Quibi’s Wireless is billed as a “survival thriller” but there’s nothing “thrilling” about it. The plot revolves around a college student named Andy (played by Tye Sheridan) who gets stuck in a blizzard whilst on his way to a party… whoop-de-doo. Writer-directors Jack Seidman and Zach Wechter have some very lame ideas of peril; a missed New Year’s party, a breakup, a dead dad, some alcoholism, beer pong, it’s all very middle-class and mundane. Getting a sprained ankle after skidding your father’s 4×4 off the road because you’re texting is hardly the set-up to Alive. Oh no he’s lost his drivers license, oh sob, he’s deleted his ex’s contact from his smartphone. Oh woe betied!

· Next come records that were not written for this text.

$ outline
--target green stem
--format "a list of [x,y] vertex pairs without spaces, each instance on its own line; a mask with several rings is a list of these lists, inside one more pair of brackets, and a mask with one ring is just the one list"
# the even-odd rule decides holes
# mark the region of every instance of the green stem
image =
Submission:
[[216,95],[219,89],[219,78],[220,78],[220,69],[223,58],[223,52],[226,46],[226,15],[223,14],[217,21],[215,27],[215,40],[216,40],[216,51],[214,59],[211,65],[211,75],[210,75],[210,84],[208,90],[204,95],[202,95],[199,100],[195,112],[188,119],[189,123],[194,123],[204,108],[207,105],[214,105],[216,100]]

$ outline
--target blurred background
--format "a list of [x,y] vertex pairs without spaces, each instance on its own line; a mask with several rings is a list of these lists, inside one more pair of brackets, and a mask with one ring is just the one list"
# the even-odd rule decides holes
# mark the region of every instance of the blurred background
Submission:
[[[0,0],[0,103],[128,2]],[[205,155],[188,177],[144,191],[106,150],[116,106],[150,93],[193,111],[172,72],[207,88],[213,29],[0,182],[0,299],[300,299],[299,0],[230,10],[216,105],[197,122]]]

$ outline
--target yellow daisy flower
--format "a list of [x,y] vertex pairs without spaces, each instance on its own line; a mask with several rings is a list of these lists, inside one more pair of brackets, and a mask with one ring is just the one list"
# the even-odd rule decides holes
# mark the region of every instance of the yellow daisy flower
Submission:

The best part of Wireless is the episode titles: “100%”, “90%”, “80%” etc. but in a 10-episode show, it’s only in episode 8 (“30%”) that the lead character finally faces some real issues. An avalanche is actual peril but once it occurs, it’s sorted out very quickly. The rest of the show is us watching a moron obsessed with his phone… on our phone. For some unknown reason, Tye’s character keeps using unnecessary apps and draining the vehicle battery by using the car radio! Err, that’s not how you “survive”. Most of the issues Andy faces are of his own doing so there’s not much sympathy from the audience… “Siri, remind me not to be such a twat”. And hey, if you’re gonna prat about on your iPhone, stay on the line with the rescue service, turn off that crappy Brockhampton playlist and check the 141 unread emails. Maybe there’s a message from A.A.A. offering a deal on your renewal quote, or an email from A.A. with info on how to get sober.
Because the setup is so irritating (a character doing everything wrong in any given situation) as an audience member you stop caring what happens to him. Because it’s impossible to feel compassion for an idiot, you begin to see potentially serious issues as anything but. Andy having “a drinking problem” for instance, reminded me of Airplane! 😆
Andie MacDowell plays Andy’s mother and unfortunately, she’s not that good at voice acting. After appearing in the classic Groundhog Day, I wonder if MacDowell has some kind of affinity with snow? Sadly for her, this snow-set shit-fest is not a classic.
Like most of Quibi shows, Wireless is basically a movie masquerading as a short-form series. At 86 minutes 23 seconds long, it’s almost a film, albeit a crap one. With all the teething problems Quibi has had, this latest “series” is hardly going to mend their broken brand. Quibi’s added gimmick of course, is being able to rotate your phone to see “more”, and in Wireless‘ case, in portrait mode you see Andy’s phone screen, but since the director keeps intermittently cutting to the smartphone, there’s not much point in rotating away from landscape.
Tye Sheridan is a decent actor but there’s lots wrong here. Andy has an extremely annoying friend Jake who does bugger-all when his bestie needs help. There’s also a very odd finale with Tye’s ripped torso on show as he rescues a female character who was supposed to rescue him… wow, look at Cyclops‘ superhero muscles! Why the fuck can’t Shannon push open a car door under a few inches of snow? Because she’s a woman?
Ironically or aptly, my Wi-Fi began playing-up during the last few episodes (either that or Quibi’s servers are shite). This could have added to the atmosphere but since Wireless is a below-average thriller, there’s no real mood to add to. As a screen-based creation, Wireless is less Searching and more Unfriended.
This is surely the worst thing to ever happen to the Ford Bronco.